The foundation of UEBA can be pretty straightforward. A cybercriminal could easily steal the credentials of one of your employees and gain access, but it is much more difficult for them to convey that employee’s daily behavior to go unseen. Without UEBA, an organization cannot tell if there was an attack since the cybercriminals have the employee’s credentials. Having a dedicated Managed Detection and Response team to alert you can give an organization visibility beyond its boundaries.
Threat Intelligence
Threat intelligence gathers multi-source, raw, curated data about existing threat actors and their tactics, techniques, and procedures (TTPs). This helps cybersecurity analysts understand how cybercriminals penetrate networks so they can identify signs early in the attack process. For example, a campaign using stolen lawsuit information to target law firms could be modified to target organizations using stolen litigation documents.
Threat intelligence professionals proactively threat hunt for suspicious activity indicating network compromise or malicious activity. This is often a manual process backed by automated searches and existing collected network data correlation. Whereas other detection methods can only detect known categorized threats.
AI Risks and Pitfalls to Be Aware of
When building viable and valuable AI applications, data quality and availability are top of mind. Machines can only train on reliable data for the output to be actionable. Great attention is therefore required in building a robust infrastructure for sourcing, processing, storing, and querying the data. Not securing a chain of custody for input data means AI applications are at risk of generating misleading output.

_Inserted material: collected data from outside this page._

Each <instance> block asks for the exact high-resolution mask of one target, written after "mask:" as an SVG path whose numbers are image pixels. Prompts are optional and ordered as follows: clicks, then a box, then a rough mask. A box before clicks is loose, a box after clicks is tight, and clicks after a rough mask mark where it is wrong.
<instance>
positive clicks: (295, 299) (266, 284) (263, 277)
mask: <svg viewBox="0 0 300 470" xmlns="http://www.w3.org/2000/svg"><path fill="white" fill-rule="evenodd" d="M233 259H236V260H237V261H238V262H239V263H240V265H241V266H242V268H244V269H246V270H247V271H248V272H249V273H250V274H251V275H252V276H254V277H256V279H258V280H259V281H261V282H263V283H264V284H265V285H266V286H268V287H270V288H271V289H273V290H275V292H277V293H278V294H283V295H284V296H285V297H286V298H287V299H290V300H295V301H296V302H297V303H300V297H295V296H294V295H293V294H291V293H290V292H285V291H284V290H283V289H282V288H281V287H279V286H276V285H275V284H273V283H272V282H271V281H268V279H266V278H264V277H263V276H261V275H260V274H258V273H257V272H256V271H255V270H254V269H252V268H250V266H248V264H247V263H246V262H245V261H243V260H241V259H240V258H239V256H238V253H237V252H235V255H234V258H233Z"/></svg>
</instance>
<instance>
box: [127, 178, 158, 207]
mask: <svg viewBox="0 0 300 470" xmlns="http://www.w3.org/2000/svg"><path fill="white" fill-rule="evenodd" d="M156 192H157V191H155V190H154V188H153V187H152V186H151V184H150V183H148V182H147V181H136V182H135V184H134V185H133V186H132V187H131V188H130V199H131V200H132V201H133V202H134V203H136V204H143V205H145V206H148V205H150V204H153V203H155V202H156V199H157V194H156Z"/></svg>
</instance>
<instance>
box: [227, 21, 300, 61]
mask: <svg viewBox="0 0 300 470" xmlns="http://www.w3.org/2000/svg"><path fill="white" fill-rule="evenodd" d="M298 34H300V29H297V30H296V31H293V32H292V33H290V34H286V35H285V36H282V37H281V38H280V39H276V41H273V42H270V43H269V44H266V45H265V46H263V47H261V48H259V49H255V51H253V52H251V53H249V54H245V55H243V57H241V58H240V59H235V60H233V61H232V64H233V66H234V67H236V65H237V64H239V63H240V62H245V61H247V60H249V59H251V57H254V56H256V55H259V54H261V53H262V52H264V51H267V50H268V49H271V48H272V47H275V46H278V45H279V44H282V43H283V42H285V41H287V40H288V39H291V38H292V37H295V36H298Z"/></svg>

Awareness of any machine-learned prediction’s limitations and “biases” is also critical. Organizational leadership needs to maintain visibility into AI model characteristics like “prediction accuracy tends to falter beyond a certain range of input values” or “some customer groups were underrepresented in the training data.”
Operationally, an excellent way to proceed is to build and deploy a series of increasingly complex AI applications rather than being wedded to a very ambitious design at the get-go. Iteratively adding functionality and gradually incorporating more data fields can make measuring performance easier and avoid costly mistakes.
Organizations Embracing AI
Organizations need to build a cybersecurity infrastructure embracing the power of AI, deep learning, and machine learning to handle the scale of analysis and data. AI has emerged as a required technology for cybersecurity teams, on top of being one of the most used buzzwords in recent years. People can no longer scale to protect the complex attack surfaces of organizations by themselves. So, when evaluating security operations platforms, organizations need to know how AI can help identify, prioritize risk, and help instantly spot intrusions before they start.